Le riflessioni di Toni Negri sulla sovversione e sull’uso necessario della violenza sono contenute principalmente nel saggio dal titolo significativo, Il Dominio e il sabotaggio, scritto in occasione dell’assemblea generale dell’Autonomia Operaia, convocata a Bologna nel settembre del 1977. In un’intervista rilasciata in occasione dell’uscita dell’edizione francese del pamphlet, Negri sostiene che «nell’occupazione di abitazioni e di luoghi di incontro e dell’università, nelle appropriazioni proletarie nei supermercati e dei loisir di massa (cinema, concerti, ecc.), nella conquista e nella difesa di zone metropolitane liberate e nelle feste proletarie che ne seguivano, si era espressa l’autonomia che aveva inaugurato e consolidato in quegli anni nuove forme di vita del proletariato metropolitano. […] Dominio e sabotaggio fa parlare questo soggetto che, nelle lotte e nell’organizzazione, cerca la propria “autovalorizzazione” e vuole consolidarla in fabbrica e nella metropoli. “Autovalorizzazione” significa che questo soggetto, se è operaio, vuole aumentare il salario e lavorare meno; se è studente, vuole organizzare criticamente i propri studi, essere pagato per questa formazione e non subire controlli disciplinari; che infine, per quelli che lavorano e per quelli che non lavorano, a tutti propone di essere padroni della propria vita e di esercitare “contropotere” nei confronti di padroni, politici, preti e poliziotti, organizzandosi nel costruire forme comuni di vita» (24). Come si può notare, questa descrizione prefigura quello che saranno i centri sociali. Per Negri «“Sabotaggio” è l’espressione dell’autovalorizzazione della moltitudine operaia e metropolitana a fronte della repressione sempre più pesante che essa subisce. […] Non confondete dunque la parola sabotaggio con un’incitazione luddista, di resistenza morale o individuale. Sabotaggio è, nel linguaggio operaista, la resistenza collettiva, moltitudinaria contro il comando capitalista sulla produzione, sull’organizzazione del lavoro. Il sabotaggio individuale può talora essere un sintomo; il sabotaggio collettivo è un’a­zione rivoluzionaria» (25).

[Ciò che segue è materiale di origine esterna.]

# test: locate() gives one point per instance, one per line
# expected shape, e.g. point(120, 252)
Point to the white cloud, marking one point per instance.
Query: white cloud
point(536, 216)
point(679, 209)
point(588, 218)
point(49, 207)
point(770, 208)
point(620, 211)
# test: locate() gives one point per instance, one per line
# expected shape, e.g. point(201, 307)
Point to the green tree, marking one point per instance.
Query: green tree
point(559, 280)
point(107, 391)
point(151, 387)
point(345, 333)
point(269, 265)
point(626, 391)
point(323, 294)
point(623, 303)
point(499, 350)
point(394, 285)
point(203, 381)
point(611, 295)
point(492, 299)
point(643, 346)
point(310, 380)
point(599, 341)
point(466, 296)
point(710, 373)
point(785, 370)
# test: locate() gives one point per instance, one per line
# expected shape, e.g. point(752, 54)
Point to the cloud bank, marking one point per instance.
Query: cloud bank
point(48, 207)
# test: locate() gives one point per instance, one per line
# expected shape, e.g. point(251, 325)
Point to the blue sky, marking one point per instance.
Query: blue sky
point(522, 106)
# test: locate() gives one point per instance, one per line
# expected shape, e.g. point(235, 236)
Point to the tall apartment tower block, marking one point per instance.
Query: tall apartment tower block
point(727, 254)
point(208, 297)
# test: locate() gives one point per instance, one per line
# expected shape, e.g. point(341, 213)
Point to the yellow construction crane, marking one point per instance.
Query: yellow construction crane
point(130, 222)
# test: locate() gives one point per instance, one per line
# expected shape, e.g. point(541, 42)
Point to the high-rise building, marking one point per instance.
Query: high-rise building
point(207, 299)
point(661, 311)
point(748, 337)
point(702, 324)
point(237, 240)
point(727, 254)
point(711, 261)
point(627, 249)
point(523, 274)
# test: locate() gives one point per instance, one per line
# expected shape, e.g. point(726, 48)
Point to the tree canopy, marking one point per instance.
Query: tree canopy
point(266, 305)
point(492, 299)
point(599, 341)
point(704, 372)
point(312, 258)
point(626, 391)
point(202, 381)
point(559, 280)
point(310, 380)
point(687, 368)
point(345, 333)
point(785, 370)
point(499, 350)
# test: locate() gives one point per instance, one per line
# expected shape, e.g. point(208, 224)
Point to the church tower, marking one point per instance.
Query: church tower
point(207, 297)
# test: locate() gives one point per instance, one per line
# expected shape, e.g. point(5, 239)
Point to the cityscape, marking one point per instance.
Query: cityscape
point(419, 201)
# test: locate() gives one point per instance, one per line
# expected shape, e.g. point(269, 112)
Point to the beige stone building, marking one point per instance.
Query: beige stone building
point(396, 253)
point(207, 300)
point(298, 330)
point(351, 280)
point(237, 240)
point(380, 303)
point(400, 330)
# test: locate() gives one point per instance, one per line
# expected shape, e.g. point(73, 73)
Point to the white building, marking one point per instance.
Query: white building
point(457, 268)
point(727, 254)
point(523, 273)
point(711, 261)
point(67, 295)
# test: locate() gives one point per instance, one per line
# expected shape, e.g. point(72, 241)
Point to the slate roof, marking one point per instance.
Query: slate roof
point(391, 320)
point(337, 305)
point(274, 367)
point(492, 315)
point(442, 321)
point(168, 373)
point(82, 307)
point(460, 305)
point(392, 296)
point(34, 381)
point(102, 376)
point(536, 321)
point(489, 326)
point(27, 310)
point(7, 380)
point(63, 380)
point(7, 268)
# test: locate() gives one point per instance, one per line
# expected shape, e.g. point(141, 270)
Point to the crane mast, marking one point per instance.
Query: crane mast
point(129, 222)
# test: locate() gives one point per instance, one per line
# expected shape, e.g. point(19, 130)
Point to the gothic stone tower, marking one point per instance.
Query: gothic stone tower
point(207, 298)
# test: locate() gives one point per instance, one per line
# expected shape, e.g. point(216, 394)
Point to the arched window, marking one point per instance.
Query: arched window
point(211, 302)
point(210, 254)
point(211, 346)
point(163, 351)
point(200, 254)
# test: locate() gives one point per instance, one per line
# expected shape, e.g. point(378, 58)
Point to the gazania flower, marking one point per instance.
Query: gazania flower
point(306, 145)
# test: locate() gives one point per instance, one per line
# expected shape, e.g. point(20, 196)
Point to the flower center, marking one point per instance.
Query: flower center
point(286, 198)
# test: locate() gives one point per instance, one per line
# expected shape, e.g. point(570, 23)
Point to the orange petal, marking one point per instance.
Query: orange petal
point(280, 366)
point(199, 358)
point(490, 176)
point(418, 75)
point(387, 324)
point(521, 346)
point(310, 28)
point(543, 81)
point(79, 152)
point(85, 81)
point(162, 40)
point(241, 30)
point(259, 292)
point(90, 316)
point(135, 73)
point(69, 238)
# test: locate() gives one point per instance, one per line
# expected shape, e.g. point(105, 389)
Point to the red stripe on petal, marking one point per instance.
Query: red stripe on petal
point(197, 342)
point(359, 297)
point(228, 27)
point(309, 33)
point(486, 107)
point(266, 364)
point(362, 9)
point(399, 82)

È necessario, dunque, l’uso della violenza politica: «Dentro lo stabilizzarsi della crisi, la violenza assume, infatti, una valenza fondamentale. Essa è il corrispettivo statuale dell’indifferenza del comando e, comunque, della sua rigidità. Essa è, di contro, la calda proiezione del processo di autovalorizzazione operaia. Non sapremmo immaginare nulla di più completamente determinato, di più ingombro di contenuti, della violenza operaia. Il materialismo storico definisce la necessità della violenza nella storia: noi la carichiamo dell’odierna qualità dell’emergenza di classe, consideriamo la violenza come una funzione legittimata dall’e­saltazione del rapporto di forza nella crisi e dalla ricchezza dei contenuti dell’autovalorizzazione proletaria» (26). Per Negri essa è la risposta alla violenza capitalista insita nelle istituzioni dello Stato borghese: «Basta con l’ipocrisia borghese e riformista contro la violenza! Che il sistema capitalistico sia basato sulla violenza e che questa violenza non sia certo pulita a fronte di quella proletaria, lo sanno anche i bambini. Non è un caso che tutte le scomuniche borghesi e revisioniste della violenza siano basate su una minaccia di violenza maggiore. […] Ma l’ipo­crisia non paga. E allora parliamone con chiarezza della nostra violenza proletaria come di un ingrediente necessario, centrale del programma comunista» (27). La violenza rivoluzionaria sembra essere il modo per affermare gli impulsi più nascosti, per provare le emozioni più bestiali; per essere dalla parte giusta della storia, per asserire la propria smania di supremazia, con una mancanza del senso del limite e delle proporzioni.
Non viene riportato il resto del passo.